Much of these conventions are a holdover from what Zahn established about the Ascendancy in his pre-Disney Star Wars work. The current canon has re-acquired so much of what came before it in the past few years, and the author has definitely played a large part in that with his return to his most famous character, making the transition for fans much smoother. For newcomers who met Thrawn through Rebels, there’s this whole weird new culture to explore, all these hierarchies and class systems. For fans who’ve loved Thrawn since Heir to the Empire, it’s like returning to an old friend and approximately three billion contractions (suffice to say: you’ll get used to it). But even then, it’s still so cool to dive into all these ways the Chiss’ preponderance for family and social status is so deeply imbued into the Ascendancy’s culture that it forms the very definition of a being’s name. It makes it all the more interesting to see how individual Chiss choose to bend and shape those conventions to find ways to define themselves outside of it.

The Chiss aren’t the only Star Wars aliens we have this sort of geeky detailing for, of course. Karen Traviss’ Republic Commando series did so much for fleshing out Mando’a, the language of the Mandalorians, for example, that we still see echoes of it in Star Wars fiction today. Thanks to the wonderful world of the Star Wars roleplaying games, we have information about naming cultures and conventions for more background alien species than you could shake a lekku at. (Speaking of: did you know in the old EU, Twi’leks had a true name that blends their personal and clan names into a single word with its own meaning in Ryl, and one they use for non-Twi’leks that separates their two names into a different meaning? Cool!)

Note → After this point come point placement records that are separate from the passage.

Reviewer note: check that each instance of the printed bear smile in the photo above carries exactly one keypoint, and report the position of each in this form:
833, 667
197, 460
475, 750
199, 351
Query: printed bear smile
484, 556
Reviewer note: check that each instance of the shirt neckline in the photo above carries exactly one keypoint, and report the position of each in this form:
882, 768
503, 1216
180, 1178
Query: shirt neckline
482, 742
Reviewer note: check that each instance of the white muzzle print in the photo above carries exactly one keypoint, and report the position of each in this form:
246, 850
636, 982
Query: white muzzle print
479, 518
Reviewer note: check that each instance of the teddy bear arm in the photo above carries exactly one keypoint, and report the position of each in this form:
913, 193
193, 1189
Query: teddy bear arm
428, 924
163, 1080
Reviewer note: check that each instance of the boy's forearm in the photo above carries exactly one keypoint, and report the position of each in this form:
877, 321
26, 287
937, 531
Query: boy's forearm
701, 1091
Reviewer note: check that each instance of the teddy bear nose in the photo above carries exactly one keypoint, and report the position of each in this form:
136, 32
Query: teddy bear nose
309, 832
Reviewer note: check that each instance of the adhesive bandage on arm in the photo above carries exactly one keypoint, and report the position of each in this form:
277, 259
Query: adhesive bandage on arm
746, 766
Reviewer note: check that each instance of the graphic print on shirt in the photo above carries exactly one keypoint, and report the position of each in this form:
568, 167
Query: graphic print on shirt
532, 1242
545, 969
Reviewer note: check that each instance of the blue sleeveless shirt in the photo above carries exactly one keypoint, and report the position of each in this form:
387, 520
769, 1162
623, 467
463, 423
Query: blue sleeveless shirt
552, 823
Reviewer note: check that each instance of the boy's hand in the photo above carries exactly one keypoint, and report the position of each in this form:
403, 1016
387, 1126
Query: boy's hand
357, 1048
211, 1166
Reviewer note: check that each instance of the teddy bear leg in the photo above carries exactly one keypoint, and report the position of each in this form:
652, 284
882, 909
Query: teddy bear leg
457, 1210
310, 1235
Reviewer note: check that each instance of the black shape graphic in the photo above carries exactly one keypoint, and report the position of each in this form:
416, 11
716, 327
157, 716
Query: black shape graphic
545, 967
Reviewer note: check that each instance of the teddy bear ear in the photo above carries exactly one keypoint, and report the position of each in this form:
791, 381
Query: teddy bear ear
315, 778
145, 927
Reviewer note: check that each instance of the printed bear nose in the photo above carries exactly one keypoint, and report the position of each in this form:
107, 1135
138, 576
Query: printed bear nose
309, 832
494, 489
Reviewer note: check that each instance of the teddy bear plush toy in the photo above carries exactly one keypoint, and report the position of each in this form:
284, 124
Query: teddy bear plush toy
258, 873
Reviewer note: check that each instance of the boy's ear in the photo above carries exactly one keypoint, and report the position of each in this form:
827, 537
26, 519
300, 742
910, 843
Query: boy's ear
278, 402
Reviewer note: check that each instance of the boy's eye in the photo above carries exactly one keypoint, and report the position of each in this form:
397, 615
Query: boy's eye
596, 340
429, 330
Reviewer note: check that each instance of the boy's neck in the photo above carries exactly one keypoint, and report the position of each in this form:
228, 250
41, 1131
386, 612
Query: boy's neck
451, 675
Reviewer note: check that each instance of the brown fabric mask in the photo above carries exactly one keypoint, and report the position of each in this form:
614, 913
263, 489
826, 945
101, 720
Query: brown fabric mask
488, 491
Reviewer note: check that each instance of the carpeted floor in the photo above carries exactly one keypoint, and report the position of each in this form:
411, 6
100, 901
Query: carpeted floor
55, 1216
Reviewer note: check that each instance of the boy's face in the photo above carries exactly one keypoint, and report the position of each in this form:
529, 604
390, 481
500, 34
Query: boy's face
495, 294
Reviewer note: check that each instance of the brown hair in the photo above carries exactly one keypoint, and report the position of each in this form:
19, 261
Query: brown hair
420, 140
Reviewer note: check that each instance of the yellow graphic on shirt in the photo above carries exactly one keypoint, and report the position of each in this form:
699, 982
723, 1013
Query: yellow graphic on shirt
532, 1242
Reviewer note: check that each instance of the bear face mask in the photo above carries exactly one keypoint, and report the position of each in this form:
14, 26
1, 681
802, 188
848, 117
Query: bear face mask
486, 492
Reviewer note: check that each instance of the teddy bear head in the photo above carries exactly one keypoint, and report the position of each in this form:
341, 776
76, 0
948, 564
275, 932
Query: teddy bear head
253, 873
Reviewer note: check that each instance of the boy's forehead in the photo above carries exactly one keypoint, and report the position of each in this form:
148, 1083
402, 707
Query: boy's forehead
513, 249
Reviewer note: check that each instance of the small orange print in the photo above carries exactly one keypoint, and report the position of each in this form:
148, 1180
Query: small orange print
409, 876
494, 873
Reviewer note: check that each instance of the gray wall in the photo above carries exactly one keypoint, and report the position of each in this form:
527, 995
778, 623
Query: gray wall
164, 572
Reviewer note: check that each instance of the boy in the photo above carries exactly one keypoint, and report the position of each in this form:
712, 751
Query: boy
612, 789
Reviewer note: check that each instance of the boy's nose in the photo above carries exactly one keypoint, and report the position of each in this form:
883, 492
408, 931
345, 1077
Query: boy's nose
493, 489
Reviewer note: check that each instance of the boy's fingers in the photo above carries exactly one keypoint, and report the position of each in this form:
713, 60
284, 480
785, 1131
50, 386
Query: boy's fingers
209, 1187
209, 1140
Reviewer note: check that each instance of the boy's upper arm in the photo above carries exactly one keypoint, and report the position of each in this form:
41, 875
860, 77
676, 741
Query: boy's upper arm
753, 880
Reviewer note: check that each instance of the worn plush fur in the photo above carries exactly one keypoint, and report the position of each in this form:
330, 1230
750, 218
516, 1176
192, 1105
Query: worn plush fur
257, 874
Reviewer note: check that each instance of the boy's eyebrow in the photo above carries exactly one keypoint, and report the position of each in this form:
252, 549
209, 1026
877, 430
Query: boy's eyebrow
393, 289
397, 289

Yet Zahn’s work on the Chiss, and the way they talk with and about each other, still remains some of Star Wars’ most fascinating explorations of alien culture—it makes them feel truly alien, to both the audience and the denizens of the galaxy far, far away. Their status as this outsider race from beyond what our usual Star Wars characters know of the galaxy is matched only by how differently their culture is presented to us compared to other Star Wars beings. For better or worse, most Star Wars aliens are defined as being different mostly because they don’t look human (or if they do, they’re humanish, and one of a rainbow of skin tones).

The Chiss stand out because, while they are that on the surface—they’re the Blue Man Group of the unknown regions!—their tone and language, and the way that is presented to the beings around them, is unlike anything else we typically see in the franchise. They have this culture that is their own, for use among themselves, and have to bend to the conventions we would typically expect of a Star Wars race when outside of it. This new series of novels, taking place primarily within the Chiss Ascendancy, is our first real chance in the current canon to explore what being inside that society was really like.

To be sure, we know way, way more than we feasibly should about a lot of Star Wars races because, once again, this franchise is always some of the dorkiest stuff around thanks to its scope and breadth over the past 40-plus years. But even then, Zahn—and other writers who’ve tackled the Chiss since his game-changing creation of Thrawn all those years ago—created some of the most fascinating aspects of the old Expanded Universe. With Thrawn’s return to canon in the last few years thanks to Rebels and these new novels, we’re glad it’s continuing to be explored once more.